巨大な“出っ歯”にも重要な意味がある? ―チンスポイラー―
グランドエフェクトが発見されるまで、クルマの底部にはなるべく空気を流さないという考え方が主流だった。ボトムと路面の間を流れる空気の力で車体が押し上げられてしまい、不安定になるというのがその理由。
そのため、車体の最前部下側にスポイラーを装着し、空気を上方に跳ね上げることによって底部への流入を防ぎ、同時にフロントのダウンフォースを確保するという手法が発明された。これがチン(顎)スポイラー、またはリップ(唇)スポイラーと呼ばれるデバイスである。リアのスポイラー同様にチンスポイラーも比較的簡単に装着でき、さらに一定以上の効果が得られるため、登場するやいなや一気にメジャーなパーツとなった。
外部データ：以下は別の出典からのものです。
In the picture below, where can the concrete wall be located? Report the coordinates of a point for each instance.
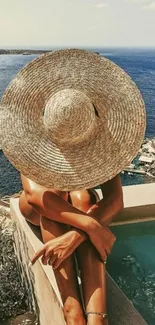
(42, 281)
(139, 204)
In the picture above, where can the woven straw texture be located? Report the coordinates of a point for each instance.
(71, 119)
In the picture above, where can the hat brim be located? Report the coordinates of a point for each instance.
(121, 123)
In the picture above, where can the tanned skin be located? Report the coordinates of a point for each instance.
(81, 228)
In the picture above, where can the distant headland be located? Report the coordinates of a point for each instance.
(24, 52)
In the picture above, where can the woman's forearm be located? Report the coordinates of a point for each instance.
(106, 210)
(55, 208)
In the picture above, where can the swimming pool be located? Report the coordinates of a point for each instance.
(132, 265)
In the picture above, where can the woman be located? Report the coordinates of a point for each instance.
(41, 207)
(71, 120)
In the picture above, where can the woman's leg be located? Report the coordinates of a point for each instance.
(93, 272)
(65, 275)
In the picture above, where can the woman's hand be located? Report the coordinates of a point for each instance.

チンスポイラーを装着したロードカーは1960年代に登場。レースカーではチンスポイラーの大型化が進行するものの、グランドエフェクトの出現によって車体底部に積極的に空気を取り入れるという考えが主流になり、現代ではフロントフェンダーの両サイドに独立したスポイラー(カナード)を装着するスタイルがスタンダードになっている。
速度域の異なるレーシングカーとロードカーだが、テクノロジーが共有されるケースは多い。特に今回紹介した空力デバイスは応用もしやすく、今後も新たなレースカー由来の技術がロードカーに転用される可能性は高い。